The Giants will end the season with a seven-game homestand that includes four games against the Colorado Rockies and three against the Padres.
“The end of the schedule is nice to have some home games in a stretch,” Kapler said. “We finish off at home and I think out of our last 15 days, maybe fewer, we have three off days. That’s always advantageous. It’s a tough schedule and I definitely don’t want to discount that.”
Giants reveal two more positive tests
The Giants announced Monday that “two more individuals” have tested positive for COVID-19 following mandatory club testing.

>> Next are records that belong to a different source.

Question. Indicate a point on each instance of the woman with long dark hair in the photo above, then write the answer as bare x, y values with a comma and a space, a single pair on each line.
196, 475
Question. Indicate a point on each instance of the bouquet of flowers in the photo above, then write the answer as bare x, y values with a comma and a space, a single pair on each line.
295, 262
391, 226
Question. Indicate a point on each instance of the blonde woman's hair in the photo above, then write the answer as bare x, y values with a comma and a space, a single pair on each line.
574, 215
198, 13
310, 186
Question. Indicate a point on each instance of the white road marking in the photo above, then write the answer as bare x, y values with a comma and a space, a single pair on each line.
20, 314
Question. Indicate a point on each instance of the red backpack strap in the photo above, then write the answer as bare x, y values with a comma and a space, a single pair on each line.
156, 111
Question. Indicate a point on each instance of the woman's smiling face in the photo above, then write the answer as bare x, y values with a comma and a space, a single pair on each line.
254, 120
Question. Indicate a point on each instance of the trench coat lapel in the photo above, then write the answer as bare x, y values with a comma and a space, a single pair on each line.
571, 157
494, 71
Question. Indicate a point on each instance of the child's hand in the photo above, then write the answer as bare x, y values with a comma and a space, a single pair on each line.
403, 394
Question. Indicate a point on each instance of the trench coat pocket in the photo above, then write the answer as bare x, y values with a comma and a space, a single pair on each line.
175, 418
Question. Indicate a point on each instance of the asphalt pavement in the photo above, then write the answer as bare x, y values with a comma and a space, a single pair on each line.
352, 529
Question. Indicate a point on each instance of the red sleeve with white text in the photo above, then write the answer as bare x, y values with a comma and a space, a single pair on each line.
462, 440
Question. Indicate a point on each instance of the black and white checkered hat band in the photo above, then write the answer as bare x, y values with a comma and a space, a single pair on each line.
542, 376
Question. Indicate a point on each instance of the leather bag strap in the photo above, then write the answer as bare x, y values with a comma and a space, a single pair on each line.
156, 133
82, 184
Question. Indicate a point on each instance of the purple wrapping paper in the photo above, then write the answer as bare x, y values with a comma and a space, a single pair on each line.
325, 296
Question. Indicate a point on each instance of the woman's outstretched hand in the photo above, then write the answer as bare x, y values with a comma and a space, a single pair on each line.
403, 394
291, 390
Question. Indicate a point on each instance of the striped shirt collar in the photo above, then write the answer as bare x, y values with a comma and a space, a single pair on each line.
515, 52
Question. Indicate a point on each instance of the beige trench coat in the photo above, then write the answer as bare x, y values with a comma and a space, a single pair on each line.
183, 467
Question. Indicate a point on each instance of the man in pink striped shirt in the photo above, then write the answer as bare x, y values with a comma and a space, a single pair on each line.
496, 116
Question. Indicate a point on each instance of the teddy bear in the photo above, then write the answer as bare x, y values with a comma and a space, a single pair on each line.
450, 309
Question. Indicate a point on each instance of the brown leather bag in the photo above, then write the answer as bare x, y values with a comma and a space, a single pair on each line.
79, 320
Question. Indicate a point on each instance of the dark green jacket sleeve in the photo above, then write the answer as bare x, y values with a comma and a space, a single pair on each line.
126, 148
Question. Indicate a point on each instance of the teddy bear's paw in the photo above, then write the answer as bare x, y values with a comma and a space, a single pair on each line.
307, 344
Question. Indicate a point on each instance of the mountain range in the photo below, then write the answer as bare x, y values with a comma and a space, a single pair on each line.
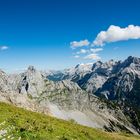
99, 95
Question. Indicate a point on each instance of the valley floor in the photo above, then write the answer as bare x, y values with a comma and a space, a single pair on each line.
19, 124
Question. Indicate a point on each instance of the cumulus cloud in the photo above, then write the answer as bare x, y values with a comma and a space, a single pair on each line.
82, 43
96, 50
116, 33
2, 48
92, 56
82, 51
76, 56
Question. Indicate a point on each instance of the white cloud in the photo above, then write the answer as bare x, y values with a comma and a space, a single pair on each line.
2, 48
96, 50
76, 56
116, 33
82, 43
92, 56
82, 51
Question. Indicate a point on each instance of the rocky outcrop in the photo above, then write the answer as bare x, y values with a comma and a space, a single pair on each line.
65, 99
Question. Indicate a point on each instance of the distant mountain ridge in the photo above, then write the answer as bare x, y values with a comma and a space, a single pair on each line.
82, 93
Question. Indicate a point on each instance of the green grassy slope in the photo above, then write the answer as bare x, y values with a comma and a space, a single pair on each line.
18, 123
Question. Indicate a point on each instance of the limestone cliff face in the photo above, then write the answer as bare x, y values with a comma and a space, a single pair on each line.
66, 99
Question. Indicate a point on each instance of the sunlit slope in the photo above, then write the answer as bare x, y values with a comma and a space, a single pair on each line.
17, 123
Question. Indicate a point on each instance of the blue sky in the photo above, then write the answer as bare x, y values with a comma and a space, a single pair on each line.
39, 32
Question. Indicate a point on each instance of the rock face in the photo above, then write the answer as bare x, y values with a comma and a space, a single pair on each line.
70, 94
118, 82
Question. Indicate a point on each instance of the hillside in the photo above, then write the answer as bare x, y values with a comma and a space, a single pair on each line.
17, 123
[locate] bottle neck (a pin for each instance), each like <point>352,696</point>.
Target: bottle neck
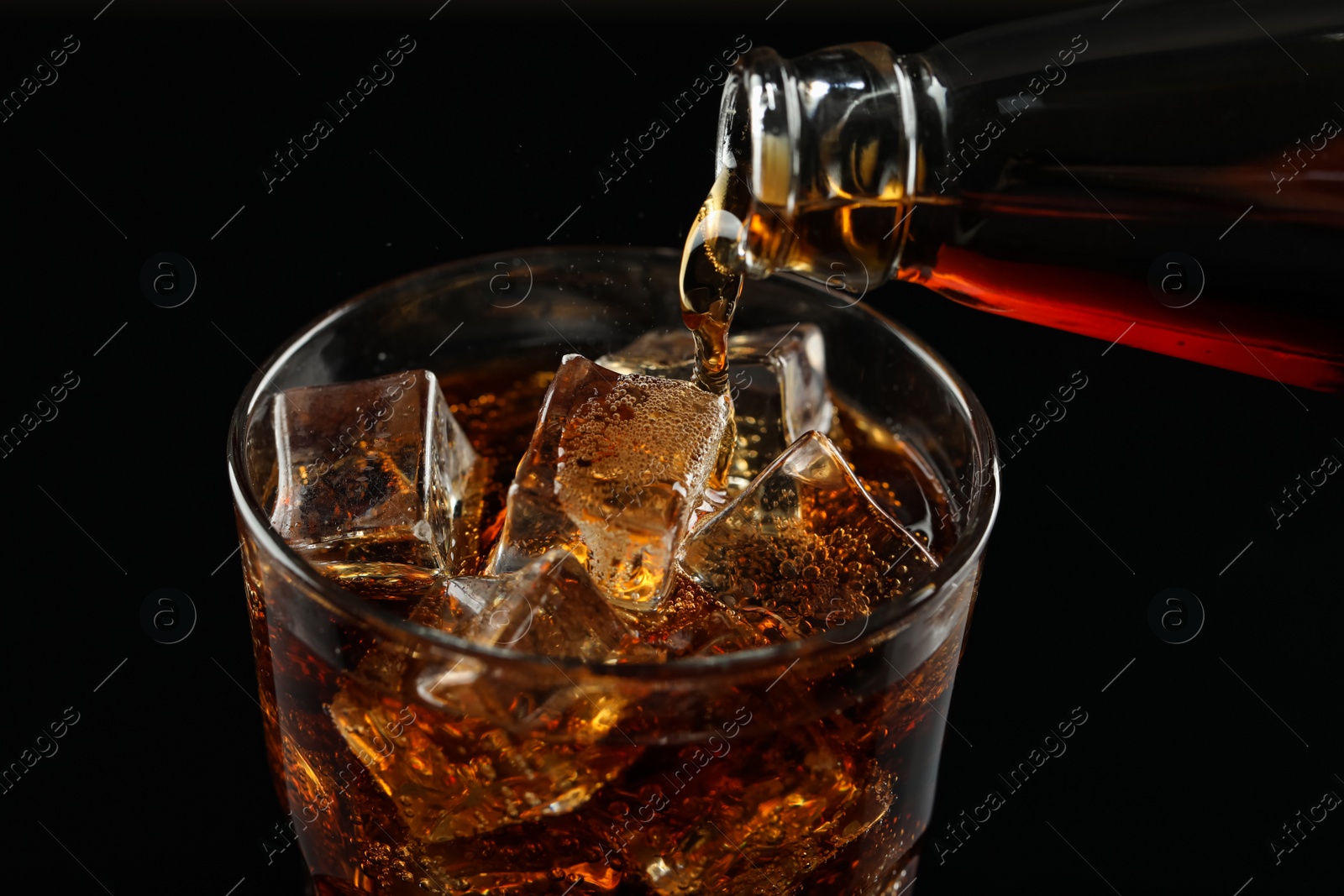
<point>817,159</point>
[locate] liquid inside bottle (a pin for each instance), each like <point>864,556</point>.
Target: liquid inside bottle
<point>1173,181</point>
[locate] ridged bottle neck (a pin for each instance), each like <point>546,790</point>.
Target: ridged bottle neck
<point>817,157</point>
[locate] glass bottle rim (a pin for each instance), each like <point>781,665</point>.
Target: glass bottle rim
<point>884,624</point>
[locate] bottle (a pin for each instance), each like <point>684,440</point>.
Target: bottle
<point>1166,176</point>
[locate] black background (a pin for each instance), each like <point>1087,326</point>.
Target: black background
<point>154,137</point>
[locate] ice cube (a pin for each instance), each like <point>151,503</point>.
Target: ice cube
<point>376,472</point>
<point>551,607</point>
<point>806,543</point>
<point>719,826</point>
<point>452,774</point>
<point>656,354</point>
<point>776,378</point>
<point>615,470</point>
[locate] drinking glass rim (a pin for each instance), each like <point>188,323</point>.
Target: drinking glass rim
<point>889,617</point>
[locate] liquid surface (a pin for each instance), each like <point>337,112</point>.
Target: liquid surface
<point>815,778</point>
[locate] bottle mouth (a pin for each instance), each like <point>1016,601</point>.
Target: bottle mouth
<point>756,160</point>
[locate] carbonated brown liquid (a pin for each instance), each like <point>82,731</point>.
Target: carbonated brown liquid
<point>819,782</point>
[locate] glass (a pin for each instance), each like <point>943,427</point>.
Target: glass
<point>1086,175</point>
<point>806,766</point>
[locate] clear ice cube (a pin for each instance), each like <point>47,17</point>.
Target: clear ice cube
<point>615,470</point>
<point>806,543</point>
<point>375,474</point>
<point>551,607</point>
<point>776,378</point>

The team did not specify whether the individuals who tested positive for the novel coronavirus were players, coaches or other members of the organization who are subjected to regular testing. The Giants said the individuals have been placed in self-isolation and will remain there until MLB protocols for discontinuing isolation have been satisfied.
Giants pitcher Luís Madero is the only member of the team’s player pool known to have tested during the intake process. 2019 first round draft choice Hunter Bishop was expected to be included in the Giants’ player pool, but Bishop tested positive for COVID-19 in Arizona and must test negative twice in a 48-hour span before he can be added to the pool.